Juste de l’eau froide et un vieux chiffon.

Tous les soirs, elle enlève son pansement de fortune et contemple ses chairs brûlées, à l’agonie. La douleur est moins forte qu’au début, mais toujours là. Vicieuse et lancinante.

Depuis la punition, Tama se tient à carreau. Elle n’a plus osé poser de questions ni rater un repas. Elle n’a pas envie de perdre l’usage de son autre main. De revivre cette souffrance atroce.

Quand elle sert le dîner, Charandon la fixe avec un petit sourire. Alors, Tama baisse les yeux.
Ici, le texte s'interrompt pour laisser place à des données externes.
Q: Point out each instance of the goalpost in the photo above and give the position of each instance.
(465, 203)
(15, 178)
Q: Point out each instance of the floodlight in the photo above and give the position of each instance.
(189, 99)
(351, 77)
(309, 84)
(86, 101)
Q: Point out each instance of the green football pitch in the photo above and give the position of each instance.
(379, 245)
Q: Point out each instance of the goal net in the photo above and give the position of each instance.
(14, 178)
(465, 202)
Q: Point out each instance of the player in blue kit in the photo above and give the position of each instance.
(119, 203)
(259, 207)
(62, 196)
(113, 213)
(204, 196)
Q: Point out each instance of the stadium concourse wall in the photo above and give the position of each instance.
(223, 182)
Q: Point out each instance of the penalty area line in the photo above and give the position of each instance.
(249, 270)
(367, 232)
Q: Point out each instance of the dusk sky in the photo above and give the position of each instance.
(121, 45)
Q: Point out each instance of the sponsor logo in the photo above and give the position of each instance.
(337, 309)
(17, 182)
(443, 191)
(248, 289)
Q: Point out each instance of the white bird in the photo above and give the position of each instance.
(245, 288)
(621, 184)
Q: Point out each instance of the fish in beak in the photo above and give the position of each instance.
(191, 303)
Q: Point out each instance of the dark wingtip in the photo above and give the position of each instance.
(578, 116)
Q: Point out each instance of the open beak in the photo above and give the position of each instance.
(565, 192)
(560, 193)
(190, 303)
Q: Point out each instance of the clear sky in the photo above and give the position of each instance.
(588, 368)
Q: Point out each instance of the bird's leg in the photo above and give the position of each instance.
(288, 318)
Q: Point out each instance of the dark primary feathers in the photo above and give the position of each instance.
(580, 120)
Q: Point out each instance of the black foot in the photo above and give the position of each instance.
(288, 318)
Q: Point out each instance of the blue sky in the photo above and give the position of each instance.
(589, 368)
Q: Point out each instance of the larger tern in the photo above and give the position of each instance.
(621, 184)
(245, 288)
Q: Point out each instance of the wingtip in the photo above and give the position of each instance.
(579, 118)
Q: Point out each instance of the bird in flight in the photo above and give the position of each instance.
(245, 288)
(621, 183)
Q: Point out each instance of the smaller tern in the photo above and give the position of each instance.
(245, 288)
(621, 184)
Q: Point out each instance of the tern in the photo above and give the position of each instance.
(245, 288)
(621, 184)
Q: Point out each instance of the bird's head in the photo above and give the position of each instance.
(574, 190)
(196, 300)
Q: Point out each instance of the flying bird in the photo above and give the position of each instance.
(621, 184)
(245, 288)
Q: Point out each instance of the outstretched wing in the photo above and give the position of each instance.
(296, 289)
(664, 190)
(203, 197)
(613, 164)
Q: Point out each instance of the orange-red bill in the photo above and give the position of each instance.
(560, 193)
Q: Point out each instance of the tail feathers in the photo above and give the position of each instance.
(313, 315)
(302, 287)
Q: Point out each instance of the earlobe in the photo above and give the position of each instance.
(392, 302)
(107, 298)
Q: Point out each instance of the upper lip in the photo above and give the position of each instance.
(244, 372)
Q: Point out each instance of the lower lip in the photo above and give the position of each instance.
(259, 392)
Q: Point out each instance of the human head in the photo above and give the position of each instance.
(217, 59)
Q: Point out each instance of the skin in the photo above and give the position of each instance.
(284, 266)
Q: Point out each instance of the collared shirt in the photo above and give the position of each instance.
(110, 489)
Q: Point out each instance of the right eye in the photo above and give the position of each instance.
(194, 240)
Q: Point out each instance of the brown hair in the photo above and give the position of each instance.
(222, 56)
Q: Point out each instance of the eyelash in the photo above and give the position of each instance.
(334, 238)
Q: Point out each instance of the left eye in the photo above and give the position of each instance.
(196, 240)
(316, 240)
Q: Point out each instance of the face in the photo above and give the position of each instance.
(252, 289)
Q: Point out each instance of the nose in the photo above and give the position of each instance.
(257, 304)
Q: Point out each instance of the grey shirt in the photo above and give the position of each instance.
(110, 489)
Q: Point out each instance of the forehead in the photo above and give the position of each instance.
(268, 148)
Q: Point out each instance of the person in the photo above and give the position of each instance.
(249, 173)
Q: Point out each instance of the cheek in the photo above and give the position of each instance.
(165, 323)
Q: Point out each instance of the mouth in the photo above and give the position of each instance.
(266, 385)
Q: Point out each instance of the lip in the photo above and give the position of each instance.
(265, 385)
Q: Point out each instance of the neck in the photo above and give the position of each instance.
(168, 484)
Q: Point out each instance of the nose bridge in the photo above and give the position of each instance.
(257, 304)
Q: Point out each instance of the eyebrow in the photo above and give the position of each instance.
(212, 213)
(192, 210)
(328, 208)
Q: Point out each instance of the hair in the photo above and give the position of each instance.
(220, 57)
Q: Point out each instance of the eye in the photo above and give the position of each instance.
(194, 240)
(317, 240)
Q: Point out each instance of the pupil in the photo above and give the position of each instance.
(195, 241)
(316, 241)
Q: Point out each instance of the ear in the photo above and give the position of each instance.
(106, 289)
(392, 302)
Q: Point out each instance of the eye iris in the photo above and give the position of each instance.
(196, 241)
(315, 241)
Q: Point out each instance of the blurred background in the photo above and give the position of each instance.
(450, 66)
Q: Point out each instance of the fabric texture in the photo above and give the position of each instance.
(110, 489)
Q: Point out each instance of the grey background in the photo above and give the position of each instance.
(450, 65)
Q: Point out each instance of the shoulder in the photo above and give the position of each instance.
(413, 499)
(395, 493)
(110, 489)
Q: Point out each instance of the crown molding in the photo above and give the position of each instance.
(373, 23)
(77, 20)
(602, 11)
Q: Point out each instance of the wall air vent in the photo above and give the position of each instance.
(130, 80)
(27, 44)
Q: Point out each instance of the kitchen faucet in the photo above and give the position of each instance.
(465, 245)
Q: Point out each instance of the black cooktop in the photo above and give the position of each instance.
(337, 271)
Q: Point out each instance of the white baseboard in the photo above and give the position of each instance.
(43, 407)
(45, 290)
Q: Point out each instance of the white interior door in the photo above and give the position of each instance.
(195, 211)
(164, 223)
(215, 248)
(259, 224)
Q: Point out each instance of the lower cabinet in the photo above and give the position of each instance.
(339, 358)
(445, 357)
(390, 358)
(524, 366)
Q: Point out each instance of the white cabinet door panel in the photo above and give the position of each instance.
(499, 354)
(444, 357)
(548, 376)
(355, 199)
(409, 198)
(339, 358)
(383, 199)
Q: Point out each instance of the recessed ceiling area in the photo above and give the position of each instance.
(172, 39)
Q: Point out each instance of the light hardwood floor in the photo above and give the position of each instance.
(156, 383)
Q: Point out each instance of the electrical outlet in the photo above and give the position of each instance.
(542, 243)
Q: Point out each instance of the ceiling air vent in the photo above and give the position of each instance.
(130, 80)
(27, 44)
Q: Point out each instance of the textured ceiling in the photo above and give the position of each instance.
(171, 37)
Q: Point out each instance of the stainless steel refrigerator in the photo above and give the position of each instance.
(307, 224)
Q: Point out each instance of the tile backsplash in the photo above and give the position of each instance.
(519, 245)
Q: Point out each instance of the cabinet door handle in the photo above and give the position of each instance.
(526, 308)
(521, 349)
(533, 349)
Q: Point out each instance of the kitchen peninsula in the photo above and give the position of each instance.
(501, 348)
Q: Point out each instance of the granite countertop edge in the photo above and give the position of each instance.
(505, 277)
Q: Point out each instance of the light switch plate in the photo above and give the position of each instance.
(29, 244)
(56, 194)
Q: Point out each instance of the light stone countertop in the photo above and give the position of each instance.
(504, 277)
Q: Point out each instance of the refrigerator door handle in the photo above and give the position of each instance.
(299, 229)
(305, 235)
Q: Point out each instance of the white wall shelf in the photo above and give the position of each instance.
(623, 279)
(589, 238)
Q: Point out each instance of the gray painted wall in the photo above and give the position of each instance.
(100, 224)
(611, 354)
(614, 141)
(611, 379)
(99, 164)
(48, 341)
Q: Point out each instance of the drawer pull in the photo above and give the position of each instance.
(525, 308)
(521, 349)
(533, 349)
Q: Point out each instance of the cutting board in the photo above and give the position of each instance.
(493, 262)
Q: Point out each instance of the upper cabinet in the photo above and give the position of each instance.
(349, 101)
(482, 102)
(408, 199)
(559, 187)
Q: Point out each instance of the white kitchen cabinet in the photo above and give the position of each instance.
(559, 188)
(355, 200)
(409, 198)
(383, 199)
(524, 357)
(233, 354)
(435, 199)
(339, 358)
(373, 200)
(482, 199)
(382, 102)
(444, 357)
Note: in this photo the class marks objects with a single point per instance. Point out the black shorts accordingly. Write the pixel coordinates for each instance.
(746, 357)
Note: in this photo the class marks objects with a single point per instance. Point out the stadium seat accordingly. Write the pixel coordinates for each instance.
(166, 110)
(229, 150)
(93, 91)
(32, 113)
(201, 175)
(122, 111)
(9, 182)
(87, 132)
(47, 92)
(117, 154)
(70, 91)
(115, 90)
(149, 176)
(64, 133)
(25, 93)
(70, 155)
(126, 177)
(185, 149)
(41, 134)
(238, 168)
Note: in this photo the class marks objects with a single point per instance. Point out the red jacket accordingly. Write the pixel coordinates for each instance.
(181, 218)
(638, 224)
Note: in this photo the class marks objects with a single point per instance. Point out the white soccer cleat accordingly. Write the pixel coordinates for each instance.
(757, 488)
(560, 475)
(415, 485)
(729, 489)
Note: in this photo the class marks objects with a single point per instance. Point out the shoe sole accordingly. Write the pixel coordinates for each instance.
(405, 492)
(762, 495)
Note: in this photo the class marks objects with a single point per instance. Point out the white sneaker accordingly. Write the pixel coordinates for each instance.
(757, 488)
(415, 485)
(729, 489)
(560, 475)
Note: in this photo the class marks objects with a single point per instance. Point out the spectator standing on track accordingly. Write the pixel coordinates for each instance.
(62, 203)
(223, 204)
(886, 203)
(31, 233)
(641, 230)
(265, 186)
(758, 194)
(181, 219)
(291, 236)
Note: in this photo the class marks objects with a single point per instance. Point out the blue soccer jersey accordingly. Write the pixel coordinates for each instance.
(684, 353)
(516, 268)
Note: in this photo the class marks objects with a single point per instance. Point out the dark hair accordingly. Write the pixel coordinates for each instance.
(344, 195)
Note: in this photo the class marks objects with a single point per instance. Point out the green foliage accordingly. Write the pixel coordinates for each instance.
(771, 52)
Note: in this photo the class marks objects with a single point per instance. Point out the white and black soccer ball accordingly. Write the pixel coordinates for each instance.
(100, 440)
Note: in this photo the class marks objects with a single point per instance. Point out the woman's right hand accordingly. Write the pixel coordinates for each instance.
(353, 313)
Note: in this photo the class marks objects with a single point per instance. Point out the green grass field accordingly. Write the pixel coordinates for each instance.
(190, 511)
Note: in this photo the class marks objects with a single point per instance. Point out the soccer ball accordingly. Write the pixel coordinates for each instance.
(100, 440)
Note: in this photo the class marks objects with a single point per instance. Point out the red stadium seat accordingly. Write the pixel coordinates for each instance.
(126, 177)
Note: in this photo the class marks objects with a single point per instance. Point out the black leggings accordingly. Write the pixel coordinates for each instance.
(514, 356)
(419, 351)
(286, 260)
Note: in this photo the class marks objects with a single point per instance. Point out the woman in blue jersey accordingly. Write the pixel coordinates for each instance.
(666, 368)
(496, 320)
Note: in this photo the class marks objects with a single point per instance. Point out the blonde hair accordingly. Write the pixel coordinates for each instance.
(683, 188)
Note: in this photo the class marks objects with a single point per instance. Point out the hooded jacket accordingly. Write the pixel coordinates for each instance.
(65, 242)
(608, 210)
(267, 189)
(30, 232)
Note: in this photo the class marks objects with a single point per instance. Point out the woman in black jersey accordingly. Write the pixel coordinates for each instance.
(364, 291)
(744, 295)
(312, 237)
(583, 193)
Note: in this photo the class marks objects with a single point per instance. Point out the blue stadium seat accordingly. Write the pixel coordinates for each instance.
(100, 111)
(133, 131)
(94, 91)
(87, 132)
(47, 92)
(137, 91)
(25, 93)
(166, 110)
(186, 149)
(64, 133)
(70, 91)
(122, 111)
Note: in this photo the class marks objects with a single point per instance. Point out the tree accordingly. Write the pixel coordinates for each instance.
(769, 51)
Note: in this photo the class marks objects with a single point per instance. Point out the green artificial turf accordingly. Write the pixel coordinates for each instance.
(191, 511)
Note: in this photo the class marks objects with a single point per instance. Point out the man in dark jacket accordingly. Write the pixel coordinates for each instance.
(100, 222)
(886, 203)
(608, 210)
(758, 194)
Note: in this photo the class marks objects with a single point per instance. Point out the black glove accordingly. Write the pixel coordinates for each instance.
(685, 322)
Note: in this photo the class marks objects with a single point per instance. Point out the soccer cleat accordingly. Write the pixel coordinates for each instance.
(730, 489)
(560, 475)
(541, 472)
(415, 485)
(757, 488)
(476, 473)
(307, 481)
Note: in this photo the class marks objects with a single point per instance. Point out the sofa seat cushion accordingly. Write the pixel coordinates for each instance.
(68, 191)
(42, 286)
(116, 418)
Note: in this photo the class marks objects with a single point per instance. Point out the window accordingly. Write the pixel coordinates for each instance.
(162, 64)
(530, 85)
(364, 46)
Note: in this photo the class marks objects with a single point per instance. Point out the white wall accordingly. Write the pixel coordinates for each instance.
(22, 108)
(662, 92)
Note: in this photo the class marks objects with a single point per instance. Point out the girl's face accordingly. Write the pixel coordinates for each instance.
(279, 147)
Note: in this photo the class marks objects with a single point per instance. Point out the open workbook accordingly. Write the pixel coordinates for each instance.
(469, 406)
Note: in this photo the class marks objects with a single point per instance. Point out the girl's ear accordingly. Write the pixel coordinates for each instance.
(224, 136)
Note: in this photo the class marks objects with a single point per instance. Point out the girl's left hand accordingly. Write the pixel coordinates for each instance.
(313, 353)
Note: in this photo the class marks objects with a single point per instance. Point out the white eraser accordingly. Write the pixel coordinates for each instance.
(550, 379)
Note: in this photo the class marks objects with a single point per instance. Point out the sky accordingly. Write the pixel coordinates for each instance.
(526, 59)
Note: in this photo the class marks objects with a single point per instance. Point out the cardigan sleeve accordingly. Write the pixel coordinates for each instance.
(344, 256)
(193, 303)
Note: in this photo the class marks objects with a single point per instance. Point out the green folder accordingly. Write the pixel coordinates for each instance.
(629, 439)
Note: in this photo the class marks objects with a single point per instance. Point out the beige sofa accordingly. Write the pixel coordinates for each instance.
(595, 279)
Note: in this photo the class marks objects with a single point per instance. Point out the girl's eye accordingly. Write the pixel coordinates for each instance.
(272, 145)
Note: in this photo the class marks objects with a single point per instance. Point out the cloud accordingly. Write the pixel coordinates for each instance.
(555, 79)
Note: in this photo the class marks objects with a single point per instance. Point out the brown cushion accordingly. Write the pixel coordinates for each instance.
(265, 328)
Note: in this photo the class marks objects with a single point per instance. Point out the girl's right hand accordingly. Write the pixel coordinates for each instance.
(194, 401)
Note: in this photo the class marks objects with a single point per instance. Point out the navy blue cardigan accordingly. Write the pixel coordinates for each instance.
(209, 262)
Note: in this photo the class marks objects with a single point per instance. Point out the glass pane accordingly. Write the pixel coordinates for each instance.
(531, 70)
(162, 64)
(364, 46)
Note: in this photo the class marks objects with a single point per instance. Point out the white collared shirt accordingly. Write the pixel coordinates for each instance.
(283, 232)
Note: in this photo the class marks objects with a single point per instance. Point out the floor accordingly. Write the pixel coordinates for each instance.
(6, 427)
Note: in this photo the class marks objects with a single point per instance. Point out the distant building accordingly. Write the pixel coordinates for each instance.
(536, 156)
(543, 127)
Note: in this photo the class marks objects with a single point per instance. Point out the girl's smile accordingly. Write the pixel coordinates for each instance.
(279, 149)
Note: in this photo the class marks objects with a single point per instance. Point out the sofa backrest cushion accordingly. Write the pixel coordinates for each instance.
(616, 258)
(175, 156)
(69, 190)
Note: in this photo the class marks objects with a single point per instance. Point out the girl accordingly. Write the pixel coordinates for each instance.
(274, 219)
Elle a compris que cet homme et sa femme ont tous les droits. Le droit de vie ou de mort sur elle. Tama a réalisé qu’elle leur appartient. Ils pourraient l’assassiner, jeter sa dépouille dans une rivière. Et après ?

Tama se rappelle qu’un jour, elle revenait du village et marchait sur le bord de la route avec Afaq. Ayant vu un petit animal mort sur le goudron, écrasé par une voiture ou un camion, elle se souvient avoir demandé à sa tante s’il allait rester là, à pourrir au soleil, ou si quelqu’un allait l’enterrer.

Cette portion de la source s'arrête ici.